Die mit der geplanten Studi-Chipkarte verbundenen Versprechungen hinsichtlich Verwaltungsrationalisierung und Arbeitsentlastung hören sich äußerst verheißungsvoll an. Rückmeldungen, Kostenabrechnungen und Berechtigungskontrollen und noch viel mehr soll mit Chipkarten einfacher, schneller und billiger gehen. Eine eingehende Erörterung mit allen Beteiligten zeigte schnell, daß Innovationsfreude und Tatkraft allein für die Einführung von Chipkarten mit derart vielfältigen Funktionen nicht genügen. Neben einer Vielzahl technischer Fragen mußten auch rechtliche Fragen geklärt werden. Die Einführung eines obligatorischen Studierendenausweises in Form einer Chipkarte bedarf einer bereichsspezifischen Rechtsgrundlage. Deshalb findet in Lübeck der Chipkarteneinsatz zunächst auf freiwilliger Basis statt. Die Betroffenen sind über die Funktionsweise und die Zwecke sowie über die Widerrufbarkeit ihrer schriftlichen Einwilligung unterrichtet worden.

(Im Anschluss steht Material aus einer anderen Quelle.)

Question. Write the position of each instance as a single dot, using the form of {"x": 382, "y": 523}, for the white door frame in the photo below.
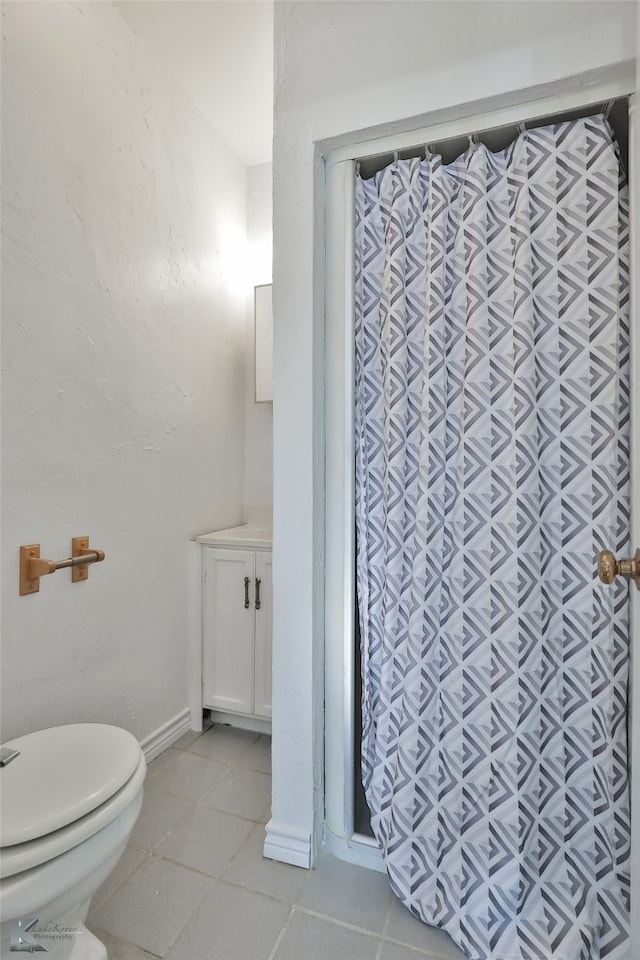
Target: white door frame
{"x": 339, "y": 162}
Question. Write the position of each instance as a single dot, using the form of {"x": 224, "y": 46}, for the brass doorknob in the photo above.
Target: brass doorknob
{"x": 609, "y": 567}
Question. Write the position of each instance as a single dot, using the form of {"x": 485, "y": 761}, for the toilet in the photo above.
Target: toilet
{"x": 69, "y": 798}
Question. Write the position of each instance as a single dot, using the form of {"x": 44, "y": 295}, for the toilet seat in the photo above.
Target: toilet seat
{"x": 73, "y": 781}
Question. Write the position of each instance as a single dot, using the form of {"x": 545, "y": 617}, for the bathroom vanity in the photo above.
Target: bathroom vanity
{"x": 235, "y": 625}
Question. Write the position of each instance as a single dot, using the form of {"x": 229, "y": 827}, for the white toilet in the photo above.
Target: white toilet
{"x": 68, "y": 802}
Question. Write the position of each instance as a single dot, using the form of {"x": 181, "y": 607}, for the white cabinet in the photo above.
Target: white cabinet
{"x": 236, "y": 626}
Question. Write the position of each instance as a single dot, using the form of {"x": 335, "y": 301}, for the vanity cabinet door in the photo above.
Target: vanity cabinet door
{"x": 228, "y": 629}
{"x": 263, "y": 621}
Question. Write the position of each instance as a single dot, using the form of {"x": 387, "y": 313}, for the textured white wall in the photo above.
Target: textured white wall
{"x": 340, "y": 68}
{"x": 123, "y": 337}
{"x": 258, "y": 482}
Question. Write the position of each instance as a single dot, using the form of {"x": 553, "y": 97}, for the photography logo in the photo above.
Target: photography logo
{"x": 21, "y": 939}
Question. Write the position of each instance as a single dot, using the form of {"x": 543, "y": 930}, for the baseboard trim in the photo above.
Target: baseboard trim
{"x": 157, "y": 742}
{"x": 288, "y": 845}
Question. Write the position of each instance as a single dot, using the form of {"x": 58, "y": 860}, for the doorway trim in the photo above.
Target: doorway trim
{"x": 338, "y": 157}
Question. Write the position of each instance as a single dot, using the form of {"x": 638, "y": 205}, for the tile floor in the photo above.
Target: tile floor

Parallel dazu arbeiteten wir an einem Regelungsvorschlag zur Änderung der Studierenden-Datenverordnung mit, in dem der Datensatz und die Zwecke der Anwendungen sowie die zulässigen Formen der Nutzung der Chipkarte festgelegt werden. Um die Transparenz für die Betroffenen zu gewährleisten, wurde das Auskunftsrecht betont und die Pflicht, jede Kommunikation zwischen Chipkarte und Lesegerät erkennbar zu machen, normiert.

Was ist zu tun?
Der obligatorische Studierendenausweis als Chipkarte kann erst nach Änderung der Studierenden-Datenverordnung und nach Durchführung des Freigabeverfahrens erfolgen.

4.9.4

Was brächte ein Forschungsgeheimnis?

Das Verhältnis zwischen Wissenschaft und Datenschutz steht seit über zwanzig Jahren in der Diskussion. Von Anfang an wurde "dem Datenschutz" der Vorwurf gemacht, "die Forschung" zu behindern. Vorschläge zur Änderung des Landesdatenschutzgesetzes und zur Einführung eines Forschungsgeheimnisses könnten zur Konfliktlösung beitragen.

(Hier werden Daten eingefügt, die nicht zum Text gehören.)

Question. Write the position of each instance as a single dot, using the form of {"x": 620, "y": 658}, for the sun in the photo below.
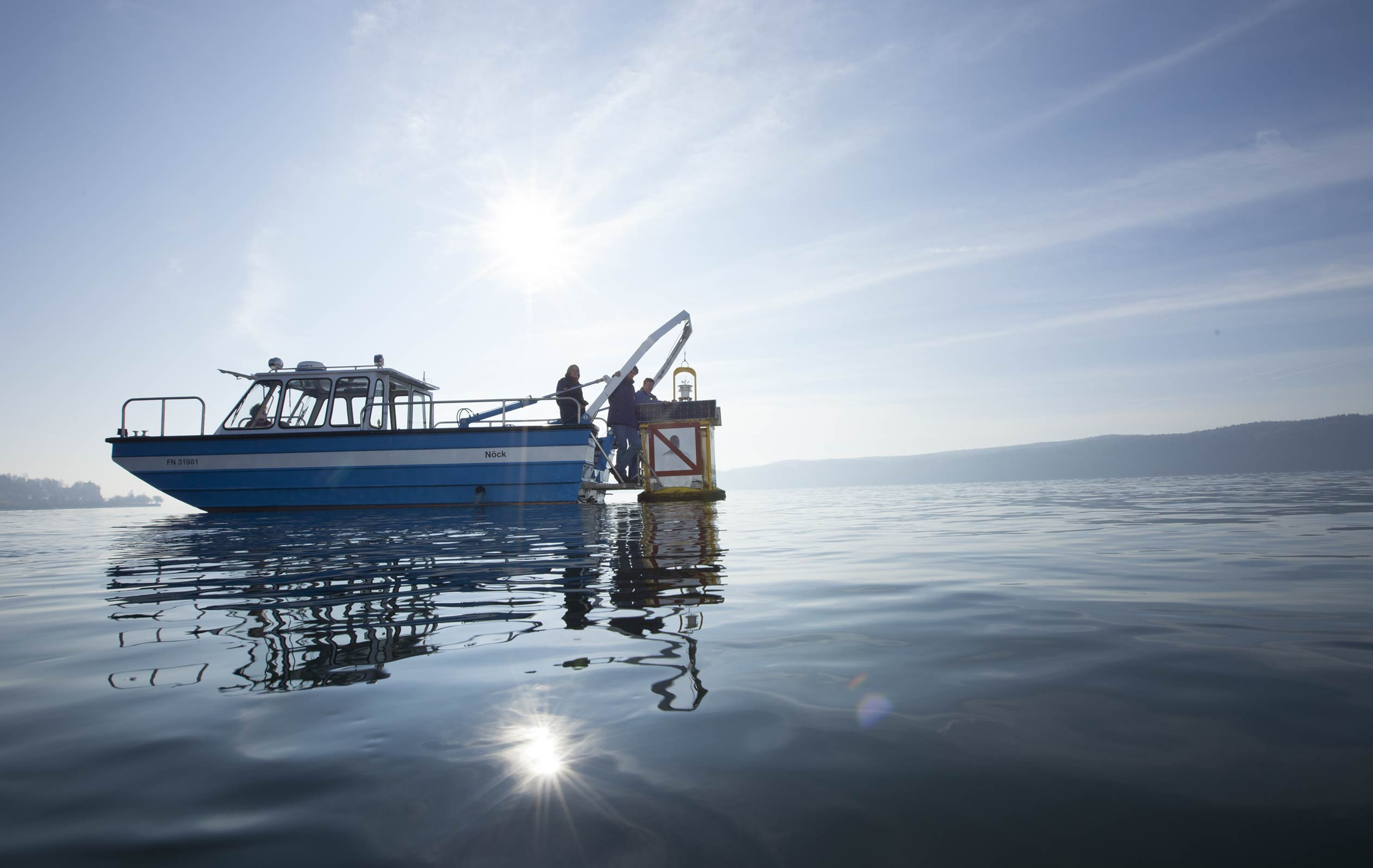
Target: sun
{"x": 529, "y": 237}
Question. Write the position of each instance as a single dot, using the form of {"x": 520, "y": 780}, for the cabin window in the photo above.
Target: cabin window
{"x": 400, "y": 406}
{"x": 257, "y": 410}
{"x": 377, "y": 409}
{"x": 349, "y": 400}
{"x": 411, "y": 409}
{"x": 304, "y": 403}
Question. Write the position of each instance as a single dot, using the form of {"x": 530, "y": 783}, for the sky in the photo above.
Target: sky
{"x": 898, "y": 227}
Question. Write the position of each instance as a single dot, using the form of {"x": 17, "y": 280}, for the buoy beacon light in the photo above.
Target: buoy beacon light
{"x": 679, "y": 440}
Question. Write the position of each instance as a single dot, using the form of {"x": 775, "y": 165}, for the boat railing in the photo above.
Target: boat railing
{"x": 162, "y": 426}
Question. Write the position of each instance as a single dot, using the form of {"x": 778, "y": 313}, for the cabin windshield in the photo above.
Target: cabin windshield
{"x": 257, "y": 409}
{"x": 304, "y": 403}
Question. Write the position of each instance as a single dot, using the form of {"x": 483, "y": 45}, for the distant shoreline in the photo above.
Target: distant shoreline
{"x": 24, "y": 494}
{"x": 1307, "y": 445}
{"x": 99, "y": 506}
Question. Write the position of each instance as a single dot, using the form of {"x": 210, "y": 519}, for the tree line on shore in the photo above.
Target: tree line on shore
{"x": 1330, "y": 444}
{"x": 25, "y": 494}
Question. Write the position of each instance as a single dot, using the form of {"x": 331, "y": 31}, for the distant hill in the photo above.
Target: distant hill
{"x": 25, "y": 494}
{"x": 1335, "y": 443}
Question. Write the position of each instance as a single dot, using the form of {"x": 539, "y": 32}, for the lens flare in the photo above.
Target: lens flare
{"x": 529, "y": 237}
{"x": 872, "y": 708}
{"x": 540, "y": 755}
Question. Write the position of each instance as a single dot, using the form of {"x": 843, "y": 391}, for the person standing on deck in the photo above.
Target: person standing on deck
{"x": 624, "y": 426}
{"x": 571, "y": 406}
{"x": 646, "y": 392}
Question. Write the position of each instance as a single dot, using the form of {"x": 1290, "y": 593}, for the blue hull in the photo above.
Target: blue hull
{"x": 374, "y": 469}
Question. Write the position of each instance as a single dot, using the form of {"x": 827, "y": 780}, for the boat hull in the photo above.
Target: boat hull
{"x": 366, "y": 469}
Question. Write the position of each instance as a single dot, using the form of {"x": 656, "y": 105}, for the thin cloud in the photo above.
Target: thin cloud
{"x": 263, "y": 298}
{"x": 1221, "y": 297}
{"x": 1159, "y": 195}
{"x": 1144, "y": 71}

Zwar wurden uns derartige Pauschalvorwürfe in Schleswig-Holstein nicht vorgetragen. Gleichwohl stellen sich auch hier immer wieder Abgrenzungsfragen, in letzter Zeit häufig verbunden mit der Forderung nach einem Forschungsgeheimnis. Für Forschende sollen ein umfassendes Schweigerecht und eine Schweigepflicht gelten. Im Gegenzug sollen sie freien Zugang zu zumeist medizinischen, personenbezogenen Daten erhalten - eine "Lizenz zum Forschen". Derartige Vorstellungen sind mit deutschem Verfassungsrecht und europäischen Vorgaben allerdings nicht vereinbar.

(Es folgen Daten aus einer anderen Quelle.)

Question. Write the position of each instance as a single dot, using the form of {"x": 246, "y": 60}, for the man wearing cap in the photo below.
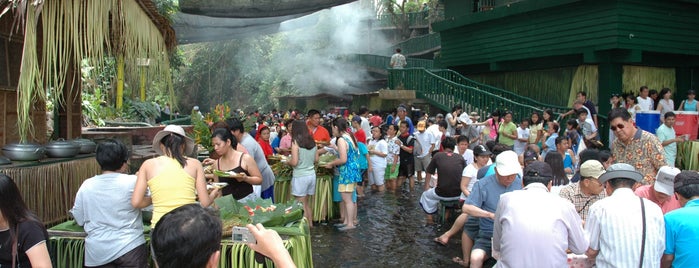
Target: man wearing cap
{"x": 313, "y": 122}
{"x": 588, "y": 190}
{"x": 401, "y": 116}
{"x": 452, "y": 119}
{"x": 634, "y": 146}
{"x": 482, "y": 203}
{"x": 253, "y": 147}
{"x": 668, "y": 138}
{"x": 623, "y": 224}
{"x": 523, "y": 230}
{"x": 681, "y": 225}
{"x": 450, "y": 165}
{"x": 661, "y": 192}
{"x": 424, "y": 144}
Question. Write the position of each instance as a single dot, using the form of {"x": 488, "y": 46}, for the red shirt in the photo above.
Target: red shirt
{"x": 375, "y": 120}
{"x": 360, "y": 136}
{"x": 319, "y": 133}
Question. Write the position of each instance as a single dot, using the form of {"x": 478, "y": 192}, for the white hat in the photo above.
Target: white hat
{"x": 172, "y": 129}
{"x": 665, "y": 180}
{"x": 507, "y": 163}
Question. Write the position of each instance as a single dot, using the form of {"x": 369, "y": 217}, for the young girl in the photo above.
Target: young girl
{"x": 690, "y": 104}
{"x": 303, "y": 155}
{"x": 236, "y": 161}
{"x": 23, "y": 237}
{"x": 173, "y": 178}
{"x": 348, "y": 167}
{"x": 392, "y": 157}
{"x": 378, "y": 149}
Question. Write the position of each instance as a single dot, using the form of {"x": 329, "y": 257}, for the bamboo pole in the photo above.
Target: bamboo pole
{"x": 120, "y": 81}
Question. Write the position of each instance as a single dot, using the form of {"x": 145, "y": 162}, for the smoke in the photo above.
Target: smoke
{"x": 311, "y": 58}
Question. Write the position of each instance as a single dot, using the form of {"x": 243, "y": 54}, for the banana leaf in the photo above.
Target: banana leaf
{"x": 261, "y": 210}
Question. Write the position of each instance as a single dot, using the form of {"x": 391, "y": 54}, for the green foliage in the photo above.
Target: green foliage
{"x": 140, "y": 111}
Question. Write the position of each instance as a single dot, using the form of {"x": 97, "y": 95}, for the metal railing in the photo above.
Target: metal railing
{"x": 414, "y": 19}
{"x": 444, "y": 93}
{"x": 460, "y": 79}
{"x": 418, "y": 44}
{"x": 383, "y": 62}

Unser Vorschlag für eine Novellierung des Landesdatenschutzgesetzes sieht in einer Forschungsklausel aber einige wesentliche Erleichterungen für Wissenschaftler vor, insbesondere wenn diese mit anonymisierten oder pseudonymisierten Daten arbeiten wollen. Nur wenn eine solche Anonymisierug nicht möglich ist, muß versucht werden, die Einwilligung der Betroffenen einzuholen. Eine weitere Vereinfachung soll darin bestehen, daß Projektmitarbeiter des Forschungsvorhabens im Rahmen einer Personalüberlassung bei der verarbeitenden Stelle die Anonymisierung bzw. Pseudonymisierung selbst vornehmen können, wenn sie den Weisungen und der Aufsicht der speichernden Stelle unterliegen.

Diese Regelungen entbinden aber den Bundesgesetzgeber nicht, sich Gedanken zu einem dem Arztgeheimnis rechtlich nachempfundenen Forschungsgeheimnis zu machen. Es soll aber keine pauschale Befugnisnorm für die Forschenden darstellen, sondern vorrangig die Betroffenen schützen. Eine strafbewehrte Schweigepflicht der Forscher, verbunden mit einem Beschlagnahmeverbot, würde allerdings auch das Vertrauen zur Forschung und damit die Kooperationsbereitschaft gegenüber den Wissenschaftlern stärken.

Was ist zu tun?
Die Regelungen für den Datenschutz im Forschungsbereich sollten auf Bundesebene um ein Forschungsgeheimnis im Interesse der Bürgerinnen und Bürger erweitert werden.